45. The Hearing Officer found, and the Ninth Circuit affirmed, that there was no evidence that the student had made progress toward her IEP goals. The court also determined that the student’s day treatment program did not provide enough support to allow the student to benefit from her education. The court found that the student’s problems were educationally-related and that a residential placement was therefore warranted. The student’s behaviors were related to her refusal or inability to complete schoolwork or to attend school, as well as her inability to make progress toward meeting her IEP goals.

46. In this case, as indicated in Factual Finding 37, Student’s grades may have been disappointing, but to justify a residential placement, Student must demonstrate that her home behavior had influenced her ability to function in the school environment. Here, Student has not met her burden of proof that her ability to function at school, to access her education, or to progress in her goals, during the 2009-2010 school year and through the present, has been impeded by her emotional and violent episodes at home. Parent’s decision for unilateral residential placement was motivated by a real, desperate concern. Parent was trying to deal with a child, almost a lawful adult, whose mood swings and angry tirades seem directed towards those at home, to the point where Parent’s safety and that of her other daughter were thought to be at risk. However, a violent student at home does not necessarily mean that the IEP process is responsible for resolving those personal issues. Not every emotionally disturbed child who requires psychiatric hospitalization for behavior that almost solely manifested itself in the home environment requires a residential placement. Accordingly, PCCSC did not fail in any duty it had to Student to provide services. Therefore, there is insufficient evidence to show that PCCSC must reimburse Student for the unilateral residential placement.


1. PCCSC denied Student a FAPE during the 2009-2010 school year by failing to assess her in a timely manner.

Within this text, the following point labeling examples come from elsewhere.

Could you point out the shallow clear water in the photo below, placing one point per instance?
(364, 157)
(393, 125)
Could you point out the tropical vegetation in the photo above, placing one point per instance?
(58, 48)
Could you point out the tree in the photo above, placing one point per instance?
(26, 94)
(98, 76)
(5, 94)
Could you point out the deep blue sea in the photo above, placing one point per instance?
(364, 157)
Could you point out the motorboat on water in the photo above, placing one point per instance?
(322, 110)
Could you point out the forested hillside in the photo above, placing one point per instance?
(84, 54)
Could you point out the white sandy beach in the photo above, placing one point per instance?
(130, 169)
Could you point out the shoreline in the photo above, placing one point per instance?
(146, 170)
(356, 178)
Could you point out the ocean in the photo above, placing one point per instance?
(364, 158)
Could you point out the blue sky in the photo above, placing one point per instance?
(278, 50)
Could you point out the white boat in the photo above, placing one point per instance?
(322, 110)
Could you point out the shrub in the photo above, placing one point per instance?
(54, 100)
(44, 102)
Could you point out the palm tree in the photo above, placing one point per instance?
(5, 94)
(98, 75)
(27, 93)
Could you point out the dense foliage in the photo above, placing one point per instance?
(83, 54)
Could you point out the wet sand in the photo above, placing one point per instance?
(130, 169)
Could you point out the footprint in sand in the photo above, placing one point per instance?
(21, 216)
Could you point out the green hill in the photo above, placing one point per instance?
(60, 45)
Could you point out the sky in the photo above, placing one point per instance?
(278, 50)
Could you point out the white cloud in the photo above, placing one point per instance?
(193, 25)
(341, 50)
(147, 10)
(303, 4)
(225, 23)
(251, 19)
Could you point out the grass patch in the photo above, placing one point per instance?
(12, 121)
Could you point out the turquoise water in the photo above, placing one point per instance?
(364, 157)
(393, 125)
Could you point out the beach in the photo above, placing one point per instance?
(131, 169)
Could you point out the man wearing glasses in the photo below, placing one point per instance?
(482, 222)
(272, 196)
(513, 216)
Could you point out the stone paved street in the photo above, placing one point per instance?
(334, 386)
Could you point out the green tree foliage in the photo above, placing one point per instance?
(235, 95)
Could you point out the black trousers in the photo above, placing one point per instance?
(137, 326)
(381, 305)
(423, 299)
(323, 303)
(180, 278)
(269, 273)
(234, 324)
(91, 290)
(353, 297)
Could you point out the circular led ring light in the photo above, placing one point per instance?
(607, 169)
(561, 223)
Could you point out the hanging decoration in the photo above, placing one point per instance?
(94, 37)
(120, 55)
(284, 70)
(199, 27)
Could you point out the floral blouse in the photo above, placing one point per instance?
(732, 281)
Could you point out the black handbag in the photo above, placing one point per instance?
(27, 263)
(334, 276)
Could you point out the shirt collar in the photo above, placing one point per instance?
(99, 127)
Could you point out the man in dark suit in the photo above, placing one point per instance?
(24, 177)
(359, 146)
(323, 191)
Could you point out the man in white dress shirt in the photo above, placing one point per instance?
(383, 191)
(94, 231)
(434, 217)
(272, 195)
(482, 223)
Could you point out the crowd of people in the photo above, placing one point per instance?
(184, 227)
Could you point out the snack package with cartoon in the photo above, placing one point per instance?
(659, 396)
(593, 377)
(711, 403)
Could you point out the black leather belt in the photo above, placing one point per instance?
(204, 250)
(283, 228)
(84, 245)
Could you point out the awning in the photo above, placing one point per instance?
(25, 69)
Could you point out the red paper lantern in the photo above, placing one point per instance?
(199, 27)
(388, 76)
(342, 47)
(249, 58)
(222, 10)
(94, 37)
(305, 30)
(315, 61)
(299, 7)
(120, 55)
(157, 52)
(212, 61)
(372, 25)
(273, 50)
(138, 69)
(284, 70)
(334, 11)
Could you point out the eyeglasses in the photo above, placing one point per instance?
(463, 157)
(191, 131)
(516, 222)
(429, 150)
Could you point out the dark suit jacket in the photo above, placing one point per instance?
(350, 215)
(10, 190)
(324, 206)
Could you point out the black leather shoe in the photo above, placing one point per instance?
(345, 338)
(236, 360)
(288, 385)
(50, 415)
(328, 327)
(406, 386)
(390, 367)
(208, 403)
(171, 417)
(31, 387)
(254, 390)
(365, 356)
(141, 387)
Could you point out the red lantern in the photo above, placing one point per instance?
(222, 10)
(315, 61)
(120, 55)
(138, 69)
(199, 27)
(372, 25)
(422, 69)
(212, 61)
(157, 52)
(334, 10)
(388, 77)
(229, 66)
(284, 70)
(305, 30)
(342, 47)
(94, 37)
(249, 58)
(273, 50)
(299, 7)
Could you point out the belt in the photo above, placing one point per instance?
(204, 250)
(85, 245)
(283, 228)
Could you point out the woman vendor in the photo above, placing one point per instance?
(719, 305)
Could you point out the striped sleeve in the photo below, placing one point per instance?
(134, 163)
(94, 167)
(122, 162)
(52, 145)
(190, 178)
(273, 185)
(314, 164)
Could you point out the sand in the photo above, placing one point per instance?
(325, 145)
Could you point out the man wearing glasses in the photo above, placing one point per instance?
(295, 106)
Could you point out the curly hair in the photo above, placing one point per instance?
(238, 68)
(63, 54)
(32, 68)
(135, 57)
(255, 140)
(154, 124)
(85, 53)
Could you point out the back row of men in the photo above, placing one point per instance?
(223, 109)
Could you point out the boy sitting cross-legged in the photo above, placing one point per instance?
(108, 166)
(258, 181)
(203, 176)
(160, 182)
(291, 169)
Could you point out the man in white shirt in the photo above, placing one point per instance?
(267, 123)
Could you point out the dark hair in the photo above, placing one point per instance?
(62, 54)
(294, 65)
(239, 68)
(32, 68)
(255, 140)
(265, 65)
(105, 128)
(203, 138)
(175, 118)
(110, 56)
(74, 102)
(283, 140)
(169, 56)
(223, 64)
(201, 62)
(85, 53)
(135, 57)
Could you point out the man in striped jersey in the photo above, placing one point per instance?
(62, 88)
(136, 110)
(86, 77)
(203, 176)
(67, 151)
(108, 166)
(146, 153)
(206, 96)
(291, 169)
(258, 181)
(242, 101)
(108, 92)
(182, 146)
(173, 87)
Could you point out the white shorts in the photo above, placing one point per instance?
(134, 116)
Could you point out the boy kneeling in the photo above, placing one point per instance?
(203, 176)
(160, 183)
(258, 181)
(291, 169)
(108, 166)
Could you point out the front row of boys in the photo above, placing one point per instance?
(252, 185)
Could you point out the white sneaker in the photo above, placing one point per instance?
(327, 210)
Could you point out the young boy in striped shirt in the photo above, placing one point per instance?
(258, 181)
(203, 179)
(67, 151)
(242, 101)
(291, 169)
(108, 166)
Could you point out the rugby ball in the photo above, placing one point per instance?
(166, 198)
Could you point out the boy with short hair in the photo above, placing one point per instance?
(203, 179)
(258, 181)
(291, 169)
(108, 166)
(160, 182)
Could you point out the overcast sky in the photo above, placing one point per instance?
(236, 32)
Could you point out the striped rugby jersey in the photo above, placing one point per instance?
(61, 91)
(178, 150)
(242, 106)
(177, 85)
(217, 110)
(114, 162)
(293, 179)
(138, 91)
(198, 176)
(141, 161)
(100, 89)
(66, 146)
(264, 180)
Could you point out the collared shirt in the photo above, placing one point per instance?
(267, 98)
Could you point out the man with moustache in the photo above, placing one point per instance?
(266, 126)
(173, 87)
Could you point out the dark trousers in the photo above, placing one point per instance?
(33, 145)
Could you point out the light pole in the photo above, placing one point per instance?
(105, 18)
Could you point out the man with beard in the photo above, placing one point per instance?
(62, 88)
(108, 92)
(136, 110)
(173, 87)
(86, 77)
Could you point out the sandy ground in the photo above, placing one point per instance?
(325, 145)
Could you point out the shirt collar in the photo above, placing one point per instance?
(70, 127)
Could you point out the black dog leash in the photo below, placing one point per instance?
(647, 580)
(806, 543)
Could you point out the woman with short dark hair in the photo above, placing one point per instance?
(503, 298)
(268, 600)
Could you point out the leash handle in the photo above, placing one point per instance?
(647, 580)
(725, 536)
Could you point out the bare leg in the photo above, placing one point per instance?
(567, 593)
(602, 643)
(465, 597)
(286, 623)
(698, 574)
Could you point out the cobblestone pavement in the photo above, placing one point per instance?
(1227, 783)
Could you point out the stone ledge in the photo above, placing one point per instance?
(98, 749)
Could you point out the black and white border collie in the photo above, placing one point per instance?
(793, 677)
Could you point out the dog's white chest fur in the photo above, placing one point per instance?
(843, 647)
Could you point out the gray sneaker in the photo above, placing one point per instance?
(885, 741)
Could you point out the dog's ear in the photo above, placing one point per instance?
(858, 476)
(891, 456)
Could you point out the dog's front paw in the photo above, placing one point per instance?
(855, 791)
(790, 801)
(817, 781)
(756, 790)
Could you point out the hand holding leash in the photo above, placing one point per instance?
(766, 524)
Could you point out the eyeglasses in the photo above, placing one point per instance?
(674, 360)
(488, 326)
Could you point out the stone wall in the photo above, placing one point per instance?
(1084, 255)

2. As a remedy for the FAPE denial, within 45 days of the date of this Decision, PCCSC shall reimburse Student in the amount of $2,000 for the cost of the independent assessment conducted by Dr. Solomon.

3. All other requests for relief are denied.


Education Code section 56507, subdivision (d), requires that the hearing decision indicate the extent to which each party has prevailed on each issue heard and decided. Student prevailed on Issue One. PCCSC prevailed on Issues Two and Three.


This is a final administrative decision, and all parties are bound by this Decision. The parties to this case have the right to appeal this Decision to a court of competent jurisdiction. If an appeal is made, it must be made within 90 days of receipt of this Decision. (Ed. Code, § 56505, subd. (k).)